The House of Representatives is set to open the next act in the grand political theater, a fiscal tragedy of epic proportions surrounding the prevention of a massive tax hike set to befall the American taxpayer in a few weeks. Why? The Bush tax cuts expire.

The scene opens with the Members voting on an expanded version of the President’s original proposal to allow the tax hike to fall only on singles making more than $200,000 and married filers making more than $250,000 annually. The expansion is the addition of a number of terrible tax provisions originally enacted as part of the “temporary” stimulus.

In previous scenes, President Obama and his allies have repeatedly argued that the tax increase is necessary to begin to address the budget deficit. His admission of our disastrous fiscal path that he has made substantially worse is encouraging, but as typical of his economic policies, his prescription is largely political and entirely harmful.

The current budget deficit is entirely the result of Obama’s spending surge combined with a weak economy that has dramatically cut tax revenues. Beyond any question, the most important step toward a more sustainable budget in the near term is economic recovery. Cutting spending to reassure markets would help, but above all it is ludicrous to lash the economy with higher taxes on anyone under these circumstances, especially on investors, savers, and small businesses—the economic actors who give the economy vitality.

Even if today’s budget deficit were manageable, deficits in the coming years are not, as is now universally accepted. In this light, the President says we cannot afford not to raise taxes as he prescribes. However, the record and the data clearly indicate that his policy is about politics and spite, not about the budget.

As to the record, the issue is fundamentally whether spending will be higher or lower. It is axiomatic that when there is more tax revenue, there will be more spending. In this light, Obama’s assertion at Cuyahoga Community College last September that “I’ve got a whole bunch better ways to spend that money” says it all. The issue is not the deficit or whether we can afford not to raise taxes. The issue is Obama’s Christmas wish list. When it comes to taxes, the President doth protest too much.

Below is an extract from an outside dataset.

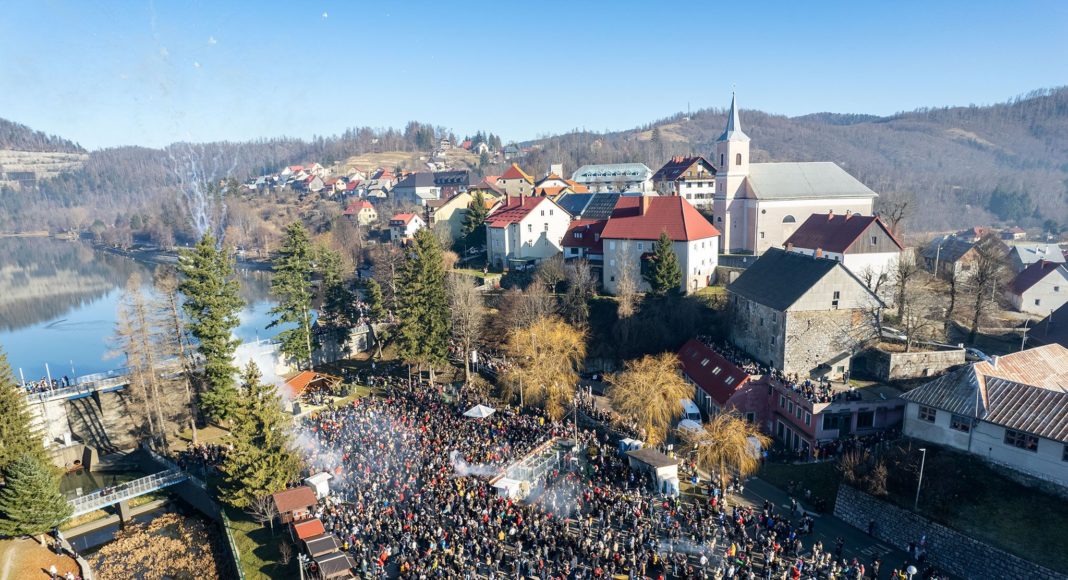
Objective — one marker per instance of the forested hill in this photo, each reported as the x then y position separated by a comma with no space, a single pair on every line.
17,137
1006,162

Turning to the data as presented in the President’s own Mid-Session Review, taxes are now slated to rise by over $3.6 trillion over the next 10 years if the 2001/2003 tax provisions are allowed to expire. Obama wisely proposes to prevent nearly $3 trillion of that tax hike, or 83 percent. His proposal is to let $629 billion of it take effect, or about 17 percent of the total. So at a time when the current policy deficit over the next 10 years is projected to be over $10 trillion, he is willing to forego $3 trillion in revenue as long as he gets the last $629 billion.

Obama’s proposed tax hike represents just over 5 percent of the projected budget deficit over the next 10 years. The tax hike is not about the budget, and it certainly is not about job creation, which he is apparently intent on dampening. It is about an ideology that says the rich, the near-rich, and the even the far-from-rich cannot be soaked enough. It is about an ideology of envy, an ideology of frustration against the reality that some do very well economically while others continue to lag. Rather than address the reasons why some prosper less than others, Obama and his fellow travelers would rather take the simpler road of lashing out at those who do prosper. For all of his lofty rhetoric, this is the mentality of the street mob. Therein lies yet another ongoing tragedy.